Про Иону | страница 86



Я устала с дороги, не хотелось рассуждать. Я спросила, где Фима. Фима находился на прогулке в магазин, пошел за хлебом.


За окном стемнело, хоть часы показывали четыре часа дня по московскому времени. Тогда это было все равно — что московское, что остерское. Одинаковое.

Я прилегла на большую кровать в комнате мамы и Гили.

Вскоре вернулся Фима. В кожухе, в стеганой ватной шапке. Уши опущены, завязаны под подбородком, рукавицы большие, тоже ватные, и штаны ватные, заправленные в валенки. Он еле поворачивался и прижимал к животу круглый коричневый хлеб, толстая корка общипана. И на подбородке в щетине крошки.

Он увидел меня и улыбнулся открытым ртом. А зубов у него осталось только впереди — три сверху и два снизу. Я летом не увидела.

Блюма заметила, как я смотрю на Фиму, и загородила его своим телом. Прижалась вплотную, как стена.

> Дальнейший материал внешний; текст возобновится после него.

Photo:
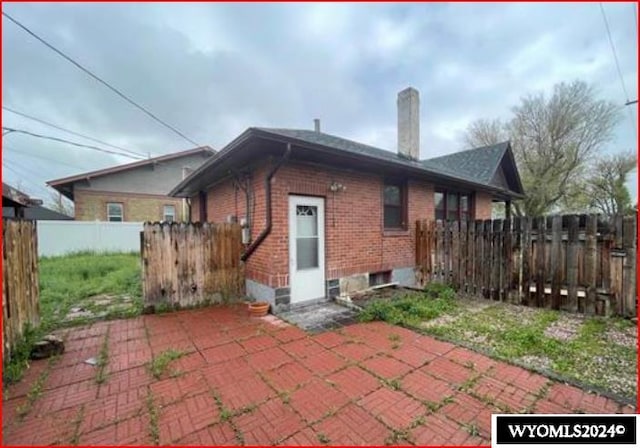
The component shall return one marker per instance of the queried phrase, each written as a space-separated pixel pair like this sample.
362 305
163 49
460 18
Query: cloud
212 70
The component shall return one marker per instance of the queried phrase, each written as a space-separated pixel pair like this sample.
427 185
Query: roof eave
179 190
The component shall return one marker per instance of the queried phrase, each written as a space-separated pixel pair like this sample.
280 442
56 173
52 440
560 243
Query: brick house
135 191
327 215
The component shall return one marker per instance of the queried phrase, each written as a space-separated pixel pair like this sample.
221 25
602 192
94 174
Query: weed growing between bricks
160 363
36 389
77 421
103 359
227 416
154 431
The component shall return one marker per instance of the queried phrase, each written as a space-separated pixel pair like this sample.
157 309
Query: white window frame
164 213
121 216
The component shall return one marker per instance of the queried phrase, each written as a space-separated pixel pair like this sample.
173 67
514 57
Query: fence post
590 263
454 227
629 294
507 261
541 243
497 259
556 266
572 264
525 268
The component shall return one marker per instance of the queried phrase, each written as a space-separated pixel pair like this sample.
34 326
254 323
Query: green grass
519 334
412 308
590 357
160 363
69 281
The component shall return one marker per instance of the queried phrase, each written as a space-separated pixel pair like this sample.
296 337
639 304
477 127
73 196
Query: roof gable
129 166
454 168
491 165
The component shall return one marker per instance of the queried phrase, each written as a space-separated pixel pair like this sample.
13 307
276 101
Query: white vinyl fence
63 237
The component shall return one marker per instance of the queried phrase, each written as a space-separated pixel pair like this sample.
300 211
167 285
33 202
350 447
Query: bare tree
605 189
60 204
553 140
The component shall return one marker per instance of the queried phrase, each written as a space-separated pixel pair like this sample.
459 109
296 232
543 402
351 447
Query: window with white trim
115 212
169 213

— Фимочка пришел. Маленький мой пришел! Сейчас мы разденемся. Майечка приехала, наша Майечка дорогая-любимая к нам приехала! Да, Фимочка?

Фима смотрел на меня и улыбался. Узнал — не узнал. Непонятно, раньше не узнавал.

Блюма продолжала концерт:

— Майечка приехала, Мишенькины письма все-все перечитала от корочки до корочки, снимочек перецеловала, и в губки, и в глазки, и в лобик, и в бескозырочку его красивенькую, и в волосики под бескозырочкой! Да, Фимочка? Где наш Мишенька? Где наш сыночек любименький?

Фима как будто расслышал что-то знакомое. Он улыбнулся еще шире. Блюма по привычке вытерла рукой слюну у него с подбородка и этой же рукой схватила со стола фотографию Миши. Стала тыкать в глаза Фиме.

— Вот наш Мишенька, смотри, Фимочка, вот наш сыночка родной! Скоро к нам приедет.

Я выбежала прямо в чем была, босиком и в тоненьком шерстяном платье, на холодную веранду. Хотела дальше — на двор, но дверь заколодилась из-за накопившегося снега.

Постояла секунду и вернулась как ни в чем не бывало. Не говоря ни слова, постелила себе постель и легла. Я поклялась, что ни кусочка не съем в этом доме.

Конечно, я лежала без сна.

Ясно, Блюма знает про Куценко. Мама ей рассказала. Что она еще рассказала? Что в Блюминой дурной голове переваривалось долгие годы, что она внушала Мишеньке на пару с Гилей, какие слова, какие понятия бродили в моем сыне? Какая бражка у него в голове? Непостижимо уму.

И Мирослав сюда приезжал, конечно. И все вместе они сидели за столом и ели. И говорили, и обсуждали израильскую войну, и черт знает что еще обсуждали с моим родным сыном. Одним делать нечего, и они воюют, а из-за них тут расхлебывай. Другие настраивают сына против матери. Третьи умирают не своей смертью. Четвертые валятся замертво ни с того ни с сего. И все на меня, на меня. Привили. Ну что они могли привить хорошего? Что они понимали? Это ж надо заявить: Миша евреев любит. Лучше бы он себя как такового любил. Без учета национальности.